TURKEY TOLSON TJUPURULLA
Turkey Tolson was one of the youngest artists invloved in the intial Papunya Tula movement. He used the influence of the older artists to develop his own unique style to intepret his dreamings. He used arcs and hatch motifs as well as dots to camoflages his ancestral designs and marks from the unititiated.
Through the mastery of this technique, Turkey represents a celebration of the union the has been created between traditional culture and the contemporary art world. In 1979 he was an artist in residence at University of South Australia and went on to become Paupnya Tula‘s longest serving chairman from 1985-95.
Tommy has had a career as an artist spanning just seven years to date and produced a relatively small number of major works. He is a senior Pitjantjatjarra elder who regards his paintings as his beautiful country and as symbolically passing on very important cultural knowledge to do with his country and land.
As an artist his incredible attention to detail is reflected in the glorious works that he creates. The fusion of colour, texture and form allow the viewer to experience his country. His immense talent was recognised in 2007 when he was one of only eight artist that were selected for the permanent exhibition at the prestigious Musee de Quay Branly in Paris 2007.
TJAWINA PORTER NAMPITJINPA
Tjawina is the sister of Esther Giles Nampitjinpa and half sister to Nyurapayia Nampitjinpa. She is known for her skill as a traditional basket weaver and wood carver and has gained prominence as a painter.
Tjawina paints her mother‘s and father‘s dreaming stories. These include the sites of Yumari, Punkilpirri and Tjalili. These sites are important for ceremonies and as reliable sources for water and traditional food plants.
Thomas arrived out of the desert with seven relatives in 1984, making international headlines as ‘The Lst Nomads‘, having never seen white man before.
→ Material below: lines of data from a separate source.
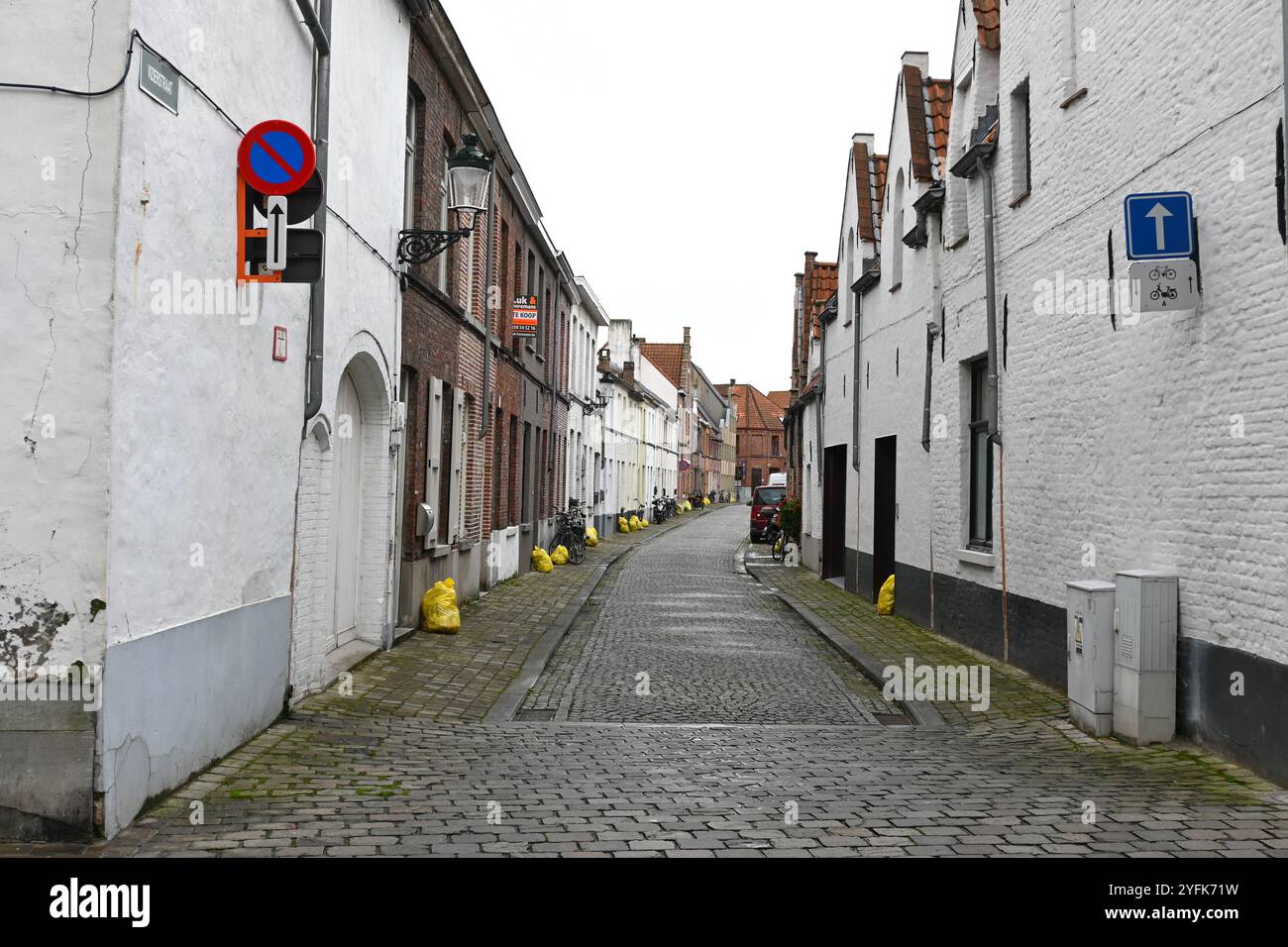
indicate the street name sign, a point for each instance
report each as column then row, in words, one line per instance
column 159, row 78
column 275, row 158
column 1163, row 286
column 1159, row 224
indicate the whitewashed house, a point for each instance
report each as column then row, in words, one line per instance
column 1117, row 440
column 155, row 446
column 585, row 476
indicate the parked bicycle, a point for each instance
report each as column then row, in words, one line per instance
column 571, row 532
column 774, row 535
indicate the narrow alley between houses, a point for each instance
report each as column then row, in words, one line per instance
column 690, row 710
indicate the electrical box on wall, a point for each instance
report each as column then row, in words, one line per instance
column 1090, row 642
column 1145, row 657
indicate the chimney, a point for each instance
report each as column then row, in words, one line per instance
column 919, row 59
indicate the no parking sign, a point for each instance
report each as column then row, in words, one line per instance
column 275, row 158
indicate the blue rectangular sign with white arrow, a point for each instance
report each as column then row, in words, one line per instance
column 1159, row 224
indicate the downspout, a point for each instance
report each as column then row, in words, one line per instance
column 320, row 26
column 932, row 330
column 858, row 338
column 854, row 411
column 822, row 397
column 554, row 384
column 991, row 401
column 487, row 309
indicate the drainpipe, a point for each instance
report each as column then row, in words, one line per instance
column 487, row 309
column 932, row 328
column 320, row 26
column 854, row 407
column 991, row 401
column 822, row 397
column 554, row 381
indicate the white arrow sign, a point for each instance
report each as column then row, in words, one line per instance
column 274, row 252
column 1158, row 211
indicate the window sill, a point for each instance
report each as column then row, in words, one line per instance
column 1073, row 98
column 975, row 557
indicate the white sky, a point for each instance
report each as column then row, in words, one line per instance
column 687, row 155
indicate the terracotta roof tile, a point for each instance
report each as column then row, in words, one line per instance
column 914, row 101
column 988, row 17
column 939, row 106
column 880, row 162
column 668, row 356
column 755, row 408
column 863, row 191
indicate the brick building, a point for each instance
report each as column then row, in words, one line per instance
column 704, row 420
column 815, row 285
column 489, row 468
column 1120, row 440
column 761, row 446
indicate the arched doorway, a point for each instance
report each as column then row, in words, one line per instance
column 347, row 492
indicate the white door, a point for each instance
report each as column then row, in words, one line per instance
column 347, row 496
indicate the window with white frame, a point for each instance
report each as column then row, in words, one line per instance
column 445, row 460
column 442, row 215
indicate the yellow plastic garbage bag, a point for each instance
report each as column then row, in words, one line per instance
column 885, row 598
column 438, row 611
column 541, row 560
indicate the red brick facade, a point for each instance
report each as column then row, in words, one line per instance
column 514, row 474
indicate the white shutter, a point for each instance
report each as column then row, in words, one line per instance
column 458, row 484
column 433, row 454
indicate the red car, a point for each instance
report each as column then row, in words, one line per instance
column 764, row 501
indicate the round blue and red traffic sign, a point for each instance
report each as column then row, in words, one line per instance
column 275, row 158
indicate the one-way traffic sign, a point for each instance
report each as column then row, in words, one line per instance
column 1159, row 224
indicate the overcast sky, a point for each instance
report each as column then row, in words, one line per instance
column 687, row 154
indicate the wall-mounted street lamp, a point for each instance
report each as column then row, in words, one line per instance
column 597, row 405
column 469, row 172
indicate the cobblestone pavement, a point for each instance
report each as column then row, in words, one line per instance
column 406, row 766
column 678, row 634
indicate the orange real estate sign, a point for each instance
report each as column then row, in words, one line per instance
column 523, row 321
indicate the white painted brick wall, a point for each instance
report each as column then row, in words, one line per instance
column 1120, row 438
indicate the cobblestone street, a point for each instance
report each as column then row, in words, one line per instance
column 756, row 738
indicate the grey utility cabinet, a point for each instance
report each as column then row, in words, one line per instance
column 1145, row 657
column 1090, row 641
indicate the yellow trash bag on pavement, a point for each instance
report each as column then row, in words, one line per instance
column 885, row 598
column 541, row 560
column 438, row 611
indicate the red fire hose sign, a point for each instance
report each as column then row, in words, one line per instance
column 275, row 158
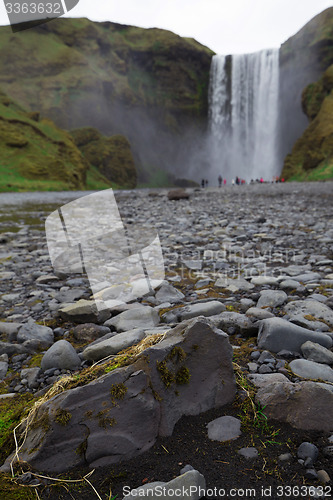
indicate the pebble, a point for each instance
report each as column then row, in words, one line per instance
column 224, row 429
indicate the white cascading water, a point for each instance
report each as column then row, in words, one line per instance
column 243, row 115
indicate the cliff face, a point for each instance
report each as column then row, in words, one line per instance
column 303, row 59
column 149, row 85
column 312, row 154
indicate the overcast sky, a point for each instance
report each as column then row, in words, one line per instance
column 226, row 26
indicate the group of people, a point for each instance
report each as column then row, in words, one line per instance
column 239, row 181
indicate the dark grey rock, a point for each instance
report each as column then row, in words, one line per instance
column 323, row 476
column 12, row 349
column 304, row 405
column 206, row 309
column 315, row 352
column 113, row 345
column 310, row 307
column 31, row 375
column 308, row 450
column 224, row 429
column 140, row 317
column 168, row 293
column 192, row 482
column 84, row 311
column 32, row 331
column 61, row 355
column 272, row 298
column 188, row 372
column 3, row 369
column 311, row 370
column 89, row 332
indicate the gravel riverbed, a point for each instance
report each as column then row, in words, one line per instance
column 257, row 262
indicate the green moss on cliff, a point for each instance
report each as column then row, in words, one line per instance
column 149, row 85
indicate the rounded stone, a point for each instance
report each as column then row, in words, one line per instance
column 61, row 355
column 307, row 450
column 224, row 429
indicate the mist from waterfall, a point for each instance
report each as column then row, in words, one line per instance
column 243, row 115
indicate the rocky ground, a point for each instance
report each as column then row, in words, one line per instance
column 257, row 262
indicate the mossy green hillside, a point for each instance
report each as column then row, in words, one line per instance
column 111, row 156
column 304, row 58
column 36, row 153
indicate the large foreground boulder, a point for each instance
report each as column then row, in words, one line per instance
column 120, row 414
column 305, row 405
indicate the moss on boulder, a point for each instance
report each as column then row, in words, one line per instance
column 35, row 153
column 149, row 85
column 312, row 155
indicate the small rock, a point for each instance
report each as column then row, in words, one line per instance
column 32, row 331
column 323, row 477
column 248, row 453
column 61, row 355
column 140, row 317
column 315, row 352
column 224, row 429
column 272, row 298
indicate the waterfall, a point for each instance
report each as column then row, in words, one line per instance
column 243, row 115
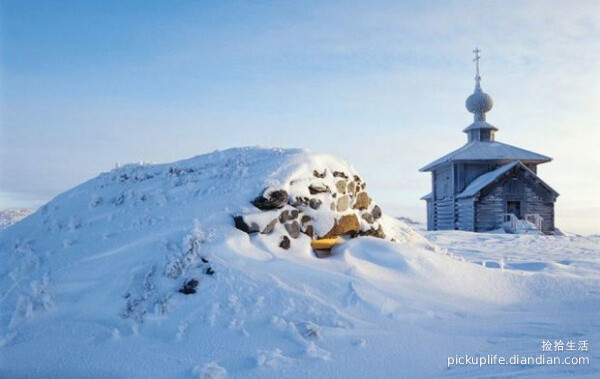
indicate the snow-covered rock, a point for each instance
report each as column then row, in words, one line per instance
column 9, row 217
column 140, row 272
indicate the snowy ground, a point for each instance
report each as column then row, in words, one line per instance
column 12, row 216
column 89, row 287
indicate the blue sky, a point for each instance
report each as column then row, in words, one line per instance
column 87, row 84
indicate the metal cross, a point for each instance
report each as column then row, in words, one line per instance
column 476, row 60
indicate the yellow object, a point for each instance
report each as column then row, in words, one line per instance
column 325, row 243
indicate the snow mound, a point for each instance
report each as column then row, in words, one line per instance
column 9, row 217
column 141, row 272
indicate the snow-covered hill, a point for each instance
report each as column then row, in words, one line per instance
column 9, row 217
column 91, row 286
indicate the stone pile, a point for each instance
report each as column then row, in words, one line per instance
column 326, row 205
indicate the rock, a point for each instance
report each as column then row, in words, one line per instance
column 346, row 224
column 352, row 188
column 317, row 188
column 362, row 201
column 373, row 232
column 244, row 227
column 315, row 203
column 300, row 201
column 343, row 203
column 339, row 174
column 305, row 219
column 320, row 175
column 309, row 231
column 189, row 287
column 376, row 212
column 293, row 229
column 288, row 215
column 285, row 243
column 270, row 227
column 273, row 200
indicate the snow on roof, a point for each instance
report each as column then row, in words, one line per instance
column 480, row 125
column 485, row 179
column 492, row 150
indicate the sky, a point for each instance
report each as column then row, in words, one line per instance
column 88, row 84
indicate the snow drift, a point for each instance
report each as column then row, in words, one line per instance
column 141, row 272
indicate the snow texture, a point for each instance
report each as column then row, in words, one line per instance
column 90, row 286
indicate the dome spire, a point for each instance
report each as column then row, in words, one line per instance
column 479, row 103
column 476, row 60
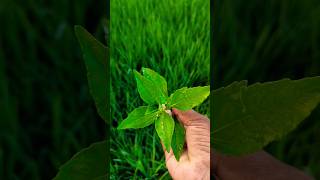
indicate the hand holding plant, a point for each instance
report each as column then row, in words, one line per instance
column 194, row 162
column 152, row 88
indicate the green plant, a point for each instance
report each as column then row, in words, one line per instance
column 91, row 162
column 152, row 88
column 246, row 118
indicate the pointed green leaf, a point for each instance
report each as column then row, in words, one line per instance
column 178, row 139
column 138, row 118
column 151, row 109
column 159, row 82
column 95, row 57
column 88, row 164
column 246, row 118
column 165, row 127
column 147, row 90
column 188, row 98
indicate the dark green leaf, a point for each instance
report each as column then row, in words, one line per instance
column 95, row 57
column 147, row 90
column 165, row 127
column 178, row 139
column 138, row 118
column 188, row 98
column 159, row 82
column 88, row 164
column 246, row 118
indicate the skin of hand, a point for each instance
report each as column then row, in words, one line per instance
column 194, row 163
column 256, row 166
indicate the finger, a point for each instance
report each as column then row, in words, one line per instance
column 171, row 161
column 197, row 133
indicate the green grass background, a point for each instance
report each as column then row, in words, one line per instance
column 46, row 111
column 270, row 40
column 171, row 37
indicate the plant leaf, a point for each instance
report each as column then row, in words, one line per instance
column 159, row 82
column 88, row 164
column 178, row 139
column 188, row 98
column 165, row 127
column 95, row 58
column 246, row 118
column 147, row 90
column 138, row 118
Until this time Thomas and his brothers and fellow artists Walala and Warlimpirrnga lived a traditional nomadic existance. The subejct of his paintings is Tingari cycle, a series of sacred, mythological songs that are associated with his dreaming sites- Wanapatangu.
Tarisse, like her younger sister Sarrita, is one of the most exciting young Aboriginal artists to emerge in recent years. Tarisse is the eldest daughter of Bill King Tjangala and she has taken up the mantle to continue his work and depict the Dreamings that he passed on in her art.
Tarisse has taken Bills style, adapted it and and made it her own. Tarisse‘s work is typically very progressive, using metallic paints and new methods and techniques, that allow her to create different effects in her work. She often works collaboratively with her sister Sarrita to create work of incredible depth and movement, these pieces are highly sought after and visually intriguing. Both girls are making their mark in the international arena.